Fighting the Good Fight

I've known the gentleman in handcuffs in this picture for almost 20 years.  His name is Rev. Starsky Wilson and he's being lead away from a peaceful demonstration in Ferguson, Missouri this week.  Starsky and I went to college together and although he's a bit older than I am - I am humbled to say that we were contemporaries at Xavier University of Louisiana.

The above picture was taken minutes prior, and shows him locked arm-in-arm with Dr. Cornel West.  You may remember him from the Matrix sequels, but if that's all you know about him - well... Wikipedia.
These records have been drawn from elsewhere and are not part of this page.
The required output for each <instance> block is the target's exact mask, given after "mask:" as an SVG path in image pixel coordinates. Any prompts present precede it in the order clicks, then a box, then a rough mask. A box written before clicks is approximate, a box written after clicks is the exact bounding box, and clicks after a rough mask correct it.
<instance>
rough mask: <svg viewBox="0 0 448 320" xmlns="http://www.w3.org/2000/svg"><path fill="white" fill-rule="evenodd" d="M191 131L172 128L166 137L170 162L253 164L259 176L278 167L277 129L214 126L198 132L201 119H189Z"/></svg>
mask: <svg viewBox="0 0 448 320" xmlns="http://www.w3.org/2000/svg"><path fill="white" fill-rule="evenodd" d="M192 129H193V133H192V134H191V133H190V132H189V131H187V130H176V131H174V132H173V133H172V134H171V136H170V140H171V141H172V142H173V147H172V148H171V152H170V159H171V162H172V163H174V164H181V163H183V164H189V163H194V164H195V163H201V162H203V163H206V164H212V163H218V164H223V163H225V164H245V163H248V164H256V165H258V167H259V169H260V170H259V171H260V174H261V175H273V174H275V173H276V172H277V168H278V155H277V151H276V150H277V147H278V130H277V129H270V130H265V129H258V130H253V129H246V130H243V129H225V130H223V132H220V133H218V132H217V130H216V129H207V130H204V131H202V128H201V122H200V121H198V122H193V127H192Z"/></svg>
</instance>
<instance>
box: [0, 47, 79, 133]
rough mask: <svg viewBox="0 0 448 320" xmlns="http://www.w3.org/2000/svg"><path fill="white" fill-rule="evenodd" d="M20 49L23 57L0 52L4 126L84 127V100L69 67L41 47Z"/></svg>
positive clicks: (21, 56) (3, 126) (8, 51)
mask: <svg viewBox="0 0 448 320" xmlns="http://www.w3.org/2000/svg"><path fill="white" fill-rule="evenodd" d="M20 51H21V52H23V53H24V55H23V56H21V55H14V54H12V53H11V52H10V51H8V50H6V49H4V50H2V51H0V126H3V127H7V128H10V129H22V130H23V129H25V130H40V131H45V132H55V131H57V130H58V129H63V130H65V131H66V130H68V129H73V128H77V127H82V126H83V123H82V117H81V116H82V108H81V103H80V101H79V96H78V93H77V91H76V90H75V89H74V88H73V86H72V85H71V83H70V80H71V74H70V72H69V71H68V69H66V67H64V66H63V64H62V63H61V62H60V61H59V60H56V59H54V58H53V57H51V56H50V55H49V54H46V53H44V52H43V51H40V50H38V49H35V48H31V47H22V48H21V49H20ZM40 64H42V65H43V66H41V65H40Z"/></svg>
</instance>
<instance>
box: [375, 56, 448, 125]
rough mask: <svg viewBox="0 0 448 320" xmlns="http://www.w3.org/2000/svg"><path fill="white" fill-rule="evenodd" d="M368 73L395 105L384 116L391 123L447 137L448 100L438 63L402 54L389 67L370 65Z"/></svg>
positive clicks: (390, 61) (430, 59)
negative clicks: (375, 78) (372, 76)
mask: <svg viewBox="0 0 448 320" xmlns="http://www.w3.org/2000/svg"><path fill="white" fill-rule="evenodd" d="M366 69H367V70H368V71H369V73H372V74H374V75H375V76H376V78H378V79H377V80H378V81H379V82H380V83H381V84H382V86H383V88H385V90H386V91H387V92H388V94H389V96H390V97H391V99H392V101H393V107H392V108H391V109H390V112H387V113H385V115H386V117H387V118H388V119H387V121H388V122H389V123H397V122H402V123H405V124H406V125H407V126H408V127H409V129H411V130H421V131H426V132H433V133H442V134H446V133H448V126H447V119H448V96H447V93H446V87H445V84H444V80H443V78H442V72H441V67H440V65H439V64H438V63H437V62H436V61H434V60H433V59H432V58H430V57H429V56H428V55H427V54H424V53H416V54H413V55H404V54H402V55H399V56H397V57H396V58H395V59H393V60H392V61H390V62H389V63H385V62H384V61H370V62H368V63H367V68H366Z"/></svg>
I am not going to lie, the issues of Ferguson are divisive.  I'm not here to debate the specifics- this simply is not the forum.  What is on my mind are the broader implications of civil rights in America today.  At its core, the concept of civil rights is about equality.  One should not have to have their equality legislated but this is the situation that so many individuals find themselves in - regardless of where you live in the world.  America is home to quite a few things, but disparity lives everywhere.

When I was in graduate school my advisor told me that "... everything that is easy has already been done."  There are some of us who endeavor to do better for ourselves and others knowing that there will be trials ahead.  If you want to be the best at what you do - you are going to have to sacrifice something.  You have to give something up to get something - the universe does not hand things out gratis.

The mission of Free Radical Labs is broaden people's horizons specifically in the fields of math, science and the like.  We don't care what color you are or where you came from - all we want to do is get more people to understand how fulfilling learning something new can be.  You can be 16 or 60 - we just hope that you can spend some time here and take something away that makes your life a little better.  This is our calling, this is our cause.

I sometimes wonder how much American society really understands and/or values the notion of education.  Let me be clear, I'm not talking about degrees - what I am speaking on is the gaining and transfer of useful knowledge.  To me, this is a right that should be inalienable.  There is no excuse for high school seniors that cannot read.  America should not be a place where grown men and women struggle with the basic math skills to budget their money.  Although many people don't see it, education is a part of civil rights.  I should not have to take you back to 1950s Kansas to make my point.  I am uncomfortable in a society where teachers struggle to make ends meet and "socialites" literally have money to burn.

Rev. Wilson reminded me that we have to fight for the things we believe in.  He believes in something.  I believe in something.  We believe in you too!